'I fear that it is going to get worse before it gets better': More overnight ER closures in New Brunswick
The number of emergency rooms in New Brunswick providing 24-hour service continues to decline as hospitals across the province face nursing shortages.
The latest is Hotel-Dieu of St. Joseph’s Hospital in Perth-Andover.
As of Friday, the Horizon Health Network is reducing the hours at the emergency department to Monday to Sunday from 8 a.m. to 6 p.m.
"This is terrible news for us," says Perth-Andover’s Mayor Marianne Bell.
The busy hospital has experienced a nurse shortage for years. It serves the village and the surrounding areas.
"We know that the emergency rooms at the Waterville Hospital and the hospital in Fredericton…we hear terrible things about how long the line ups are, and how many hours people wait. We’ve heard tragedies resulting from this,' says Bell.
But the reduced hours don’t come as a shock to the New Brunswick Nurses Union.

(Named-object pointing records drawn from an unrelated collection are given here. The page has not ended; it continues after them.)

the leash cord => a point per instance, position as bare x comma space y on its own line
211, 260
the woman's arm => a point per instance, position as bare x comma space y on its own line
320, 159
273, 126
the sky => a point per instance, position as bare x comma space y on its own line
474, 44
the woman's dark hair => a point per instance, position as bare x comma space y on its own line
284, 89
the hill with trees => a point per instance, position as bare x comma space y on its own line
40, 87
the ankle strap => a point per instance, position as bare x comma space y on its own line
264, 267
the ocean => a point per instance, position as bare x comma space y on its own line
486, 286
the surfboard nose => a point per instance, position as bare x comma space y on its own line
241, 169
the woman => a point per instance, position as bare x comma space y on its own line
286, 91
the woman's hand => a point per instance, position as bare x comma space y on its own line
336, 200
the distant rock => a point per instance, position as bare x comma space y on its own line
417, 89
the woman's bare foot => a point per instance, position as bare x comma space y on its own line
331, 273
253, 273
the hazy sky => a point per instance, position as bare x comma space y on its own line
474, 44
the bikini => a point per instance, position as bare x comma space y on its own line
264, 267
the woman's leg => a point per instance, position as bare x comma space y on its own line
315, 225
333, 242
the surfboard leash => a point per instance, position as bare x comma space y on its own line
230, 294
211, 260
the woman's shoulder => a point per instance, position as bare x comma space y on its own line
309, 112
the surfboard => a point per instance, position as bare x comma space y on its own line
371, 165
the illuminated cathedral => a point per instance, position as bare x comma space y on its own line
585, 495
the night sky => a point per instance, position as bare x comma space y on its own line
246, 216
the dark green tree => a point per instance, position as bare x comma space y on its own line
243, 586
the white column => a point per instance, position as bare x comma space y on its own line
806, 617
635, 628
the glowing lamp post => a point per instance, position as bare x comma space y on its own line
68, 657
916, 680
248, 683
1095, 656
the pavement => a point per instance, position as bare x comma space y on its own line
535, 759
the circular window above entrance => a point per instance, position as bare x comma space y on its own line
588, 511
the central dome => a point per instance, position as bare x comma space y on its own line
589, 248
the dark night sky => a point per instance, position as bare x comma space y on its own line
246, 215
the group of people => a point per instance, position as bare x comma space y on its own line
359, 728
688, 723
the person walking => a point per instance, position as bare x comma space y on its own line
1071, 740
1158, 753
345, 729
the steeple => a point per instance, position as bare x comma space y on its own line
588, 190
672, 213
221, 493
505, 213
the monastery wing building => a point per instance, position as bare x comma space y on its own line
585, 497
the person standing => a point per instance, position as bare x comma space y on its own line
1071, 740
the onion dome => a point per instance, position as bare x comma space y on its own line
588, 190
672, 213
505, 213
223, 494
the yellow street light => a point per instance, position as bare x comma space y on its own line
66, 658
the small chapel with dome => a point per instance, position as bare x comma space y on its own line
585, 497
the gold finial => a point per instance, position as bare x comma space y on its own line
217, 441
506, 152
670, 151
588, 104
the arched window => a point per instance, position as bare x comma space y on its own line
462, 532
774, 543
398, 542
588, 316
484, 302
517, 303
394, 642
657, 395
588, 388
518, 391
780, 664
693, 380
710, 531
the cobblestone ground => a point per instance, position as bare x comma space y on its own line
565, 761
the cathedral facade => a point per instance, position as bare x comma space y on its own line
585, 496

“It’s a result of the fact that we don’t have enough human resources to deliver health care to this province,” said Paula Doucet, union president.
The staffing shortage at hospitals is widespread, as those living in more rural areas of the province have to drive out of town to seek urgent care or rely on ambulances to divert them elsewhere.
"I was notified of another nurse that left the Moncton Hospital and has chosen to go work at the penitentiary. Her statement was that 'I feel safer working at Dorchester Penitentiary than I did at the hospital',” says Doucet.
In June, Horizon Health decided to close Oromocto’s emergency department after 4 p.m.
While Sackville’s hospital also notified residents of overnight closures on weekends throughout the summer due to nursing shortages.
"A lot of these positions that we're facing in Sackville is the fact that they are temporary vacancies, so to be able to fill temporary and not knowing if it’s going to be one month, two months, 6 months, it’s very difficult to attract a person,” says Sackville’s Mayor Shawn Mesheau.
Health Minister Dorothy Shephard said the province has “recruitment challenges just like every other province in Canada” and hiring more nurses is an ongoing process.
"They need time off this summer,” says Shephard.
"We have to give them that reprieve, and so we have said that there will be temporary, probably some overnight closures at ERs in order to support that."
"They deserve to have relief," she said.
Though labelled temporary, many are urging the province to provide a long-term strategy that will prevent ER closures from happening in the future.
"Until we made some drastic changes in the delivery model, and we do some aggressive recruiting and we have some serious commitment in changing the working conditions, I fear that it is going to get worse before it gets better," said Doucet.